It was a crisp December evening several years ago. My business partner and I were running an incentive travel program for a luxury automotive company. Top dealership owners and their spouses had come to New York for a dream weekend. I received a call from a member of our small staff. A dealership owner had brought his children along and planned to send them to one Broadway play while the parents would join the rest of the group at another show. Could we help arrange a car for the children?
Now, I had lived in New York and knew the city’s inhabitants to be far more friendly and helpful than stereotypes would suggest. But the idea of sending teenage children into the Gotham night alone triggered an immediate protective response. I was not alone. The person working for me offered to go with them and my partner and I instantly agreed.
This was the highest profile event of the year for our client, and our most important engagement as well. How could we spare someone from our small team for an impromptu assignment taking care of someone else’s kids?
Easy. We had built in some extra capacity. We always believed in bringing on one more person than we thought we needed. Experience had taught us that there would always be an unexpected situation to handle or problem to solve. Sure, it was tempting to minimize labor costs in order to boost profits. But we knew that our long-term interests were served well by the so-called extra person. In an earlier role, I had been the extra person deployed to the airport to meet an important corporate visitor who was delayed on a trip from abroad. I had seen the value of the extra person when, for example, a package that absolutely, positively had to reach our work site overnight didn’t — and a persistent, personal presence at the shipping company’s office made the difference between locating it and letting it linger in package purgatory.
This is not to suggest that you want legions of people just hanging about wanting something to do. My partner and I ran things lean and mean when not at a client-facing event. However, we also knew that we had to protect ourselves in order to keep an operational storm surge from disrupting our business. And it wasn’t simply a matter of throwing a body at the problem. We needed an intelligent, engaged, and empowered worker to be available.
Our experience illustrated the importance of two principles: one profoundly practical and the other more philosophical.
The practical point is the importance of strategic inefficiency, a term I later learned from Frits K. Pil, a professor with an interest in supply chains at the Joseph M. Katz Graduate School of Business at the University of Pittsburgh.
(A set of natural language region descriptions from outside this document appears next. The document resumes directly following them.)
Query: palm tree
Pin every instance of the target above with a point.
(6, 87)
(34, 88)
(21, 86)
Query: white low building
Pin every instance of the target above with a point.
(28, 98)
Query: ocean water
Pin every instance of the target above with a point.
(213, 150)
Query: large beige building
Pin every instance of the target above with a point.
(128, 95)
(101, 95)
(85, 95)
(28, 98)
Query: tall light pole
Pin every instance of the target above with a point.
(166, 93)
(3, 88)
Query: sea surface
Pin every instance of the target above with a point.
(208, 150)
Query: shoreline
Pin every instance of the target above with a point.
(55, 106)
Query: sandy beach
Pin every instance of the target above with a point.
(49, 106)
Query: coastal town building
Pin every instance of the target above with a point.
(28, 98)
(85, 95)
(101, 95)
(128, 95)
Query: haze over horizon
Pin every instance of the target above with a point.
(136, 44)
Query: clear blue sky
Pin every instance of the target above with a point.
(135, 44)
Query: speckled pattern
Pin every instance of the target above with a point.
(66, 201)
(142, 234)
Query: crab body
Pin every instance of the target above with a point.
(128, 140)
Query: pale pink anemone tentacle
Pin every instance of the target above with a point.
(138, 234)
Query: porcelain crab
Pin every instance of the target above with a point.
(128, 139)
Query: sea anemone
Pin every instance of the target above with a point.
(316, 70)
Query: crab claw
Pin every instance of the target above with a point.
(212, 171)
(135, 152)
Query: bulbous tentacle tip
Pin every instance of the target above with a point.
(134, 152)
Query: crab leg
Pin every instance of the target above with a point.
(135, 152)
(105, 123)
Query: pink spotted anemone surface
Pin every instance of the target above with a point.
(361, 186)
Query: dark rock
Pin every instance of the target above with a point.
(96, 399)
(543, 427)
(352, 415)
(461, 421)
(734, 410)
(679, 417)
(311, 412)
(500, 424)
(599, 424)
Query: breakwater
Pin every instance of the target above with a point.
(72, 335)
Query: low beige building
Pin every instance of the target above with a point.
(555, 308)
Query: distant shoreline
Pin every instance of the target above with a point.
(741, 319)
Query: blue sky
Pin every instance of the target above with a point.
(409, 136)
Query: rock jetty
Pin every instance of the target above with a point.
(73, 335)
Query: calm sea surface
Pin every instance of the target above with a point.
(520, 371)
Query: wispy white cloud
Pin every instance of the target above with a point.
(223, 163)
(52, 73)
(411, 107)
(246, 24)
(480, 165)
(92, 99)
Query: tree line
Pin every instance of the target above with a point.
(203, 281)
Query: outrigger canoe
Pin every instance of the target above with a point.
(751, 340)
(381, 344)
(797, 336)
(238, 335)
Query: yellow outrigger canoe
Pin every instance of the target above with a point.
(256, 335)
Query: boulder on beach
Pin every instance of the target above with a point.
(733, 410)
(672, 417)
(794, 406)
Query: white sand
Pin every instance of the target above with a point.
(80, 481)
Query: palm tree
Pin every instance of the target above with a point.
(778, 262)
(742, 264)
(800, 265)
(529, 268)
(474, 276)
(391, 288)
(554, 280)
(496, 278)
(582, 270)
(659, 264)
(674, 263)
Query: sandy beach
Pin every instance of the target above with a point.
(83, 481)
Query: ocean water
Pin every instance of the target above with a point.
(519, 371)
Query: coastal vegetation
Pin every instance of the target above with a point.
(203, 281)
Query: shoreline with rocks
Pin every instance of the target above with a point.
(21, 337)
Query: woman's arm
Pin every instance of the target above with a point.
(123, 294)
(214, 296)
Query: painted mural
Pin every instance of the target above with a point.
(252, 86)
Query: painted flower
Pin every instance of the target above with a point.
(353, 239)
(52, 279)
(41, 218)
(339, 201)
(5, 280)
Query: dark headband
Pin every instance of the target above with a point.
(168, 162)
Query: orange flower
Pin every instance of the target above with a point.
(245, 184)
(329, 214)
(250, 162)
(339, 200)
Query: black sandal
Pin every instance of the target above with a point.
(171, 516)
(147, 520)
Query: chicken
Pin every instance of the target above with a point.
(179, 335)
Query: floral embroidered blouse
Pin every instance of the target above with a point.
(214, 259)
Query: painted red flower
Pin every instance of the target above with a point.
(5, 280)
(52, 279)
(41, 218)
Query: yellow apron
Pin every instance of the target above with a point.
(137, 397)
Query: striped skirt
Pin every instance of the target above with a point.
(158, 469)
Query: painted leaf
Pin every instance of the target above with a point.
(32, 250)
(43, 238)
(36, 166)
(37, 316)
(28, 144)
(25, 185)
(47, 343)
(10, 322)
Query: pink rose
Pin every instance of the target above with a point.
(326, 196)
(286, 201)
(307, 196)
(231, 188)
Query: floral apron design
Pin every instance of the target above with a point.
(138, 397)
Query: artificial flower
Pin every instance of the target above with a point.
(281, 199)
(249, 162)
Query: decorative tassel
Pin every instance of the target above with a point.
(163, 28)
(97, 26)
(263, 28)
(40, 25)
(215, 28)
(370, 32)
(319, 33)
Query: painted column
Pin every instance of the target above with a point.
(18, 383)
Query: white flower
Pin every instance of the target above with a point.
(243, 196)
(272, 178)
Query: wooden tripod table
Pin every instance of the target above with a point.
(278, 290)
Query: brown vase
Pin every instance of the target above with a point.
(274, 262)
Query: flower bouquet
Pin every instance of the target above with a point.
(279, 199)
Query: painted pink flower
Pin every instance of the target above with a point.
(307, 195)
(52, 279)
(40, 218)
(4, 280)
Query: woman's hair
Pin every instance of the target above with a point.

Pil, by coincidence, studied the automotive industry. He noted that when supply chains are optimized for efficiency at every step, a shift in demand would leave excess inventory at distribution centers or on dealer lots — and those are the riskiest and most expensive places to hold inventory. If companies strategically build flexibility into certain points along the way, it might not make each step maximally efficient. But overall, doing so would improve the entire system over time. Put another away, responsiveness and agility are returns on strategic inefficiency.
For those businesses that can rely on steady demand, maximizing efficiency of each microfunction is the smartest approach. Think of a finely crafted watch. Because demand for its output — exactitude one second at a time — is inelastic, movements are honed to remove all excess movement and any spare parts. Most businesses, however, don’t function like finely crafted Swiss watches. They face constant fluctuations in supply and demand, and grapple with other factors that compel them to respond quickly and intelligently. Anyone who has stood in a long line to check into an airline flight has experienced the failure of constrained capacity in the face of increased demand. Until passengers bill airlines for waiting time, airlines will always calculate that it makes more sense to save money on ticket agents — even if it means longer lines.
Most businesses don’t function like finely crafted Swiss watches.
Zappos provides an example of the strategic inefficiency in customer service. Unlike many companies, the footwear retailer evaluates call center representatives not on how quickly they can get customers off the phone, but on how satisfied customers are. They are encouraged to take all the time they need to make sure customers are happy, and the company maintains a sufficient number of representatives to handle the volume.
This leads us to the philosophical principle of the importance of worldview. I recently attended the Center for Higher Ambition Leadership’s annual CEO conference (disclosure: I help the center with some content strategy and writing). In a presentation of research on balancing short- and long-term imperatives, former technology executive David Langstaff pointed out that one’s worldview underpins fundamental assumptions that drive vision, strategy, and tactics. Do you take a stakeholder or shareholder view of capitalism? Do customers really come first? Are employees really your most valuable asset?
Perhaps because I started my career at Bloomingdale’s under the legendary CEO Marvin Traub, I have always believed that customer experience drives bottom-line results. That has pushed me to believe that you should make decisions on staff levels based primarily on how you can serve customers in the best way — not based on how many basis points of revenues you can save. I have worked for and with other people — including at Bloomingdale’s — who believed that customer service should be good enough rather than great. Those people always looked to shave the marginal cost of staff. But it is always more difficult to measure the cost of a lost sale than the known hourly rate of a person.
Sure, having an extra person around may mean a project pencils out at a slightly lower profit. But the goodwill and positive feelings engendered by being able to send children on a night out in New York with a chaperone can more than compensate.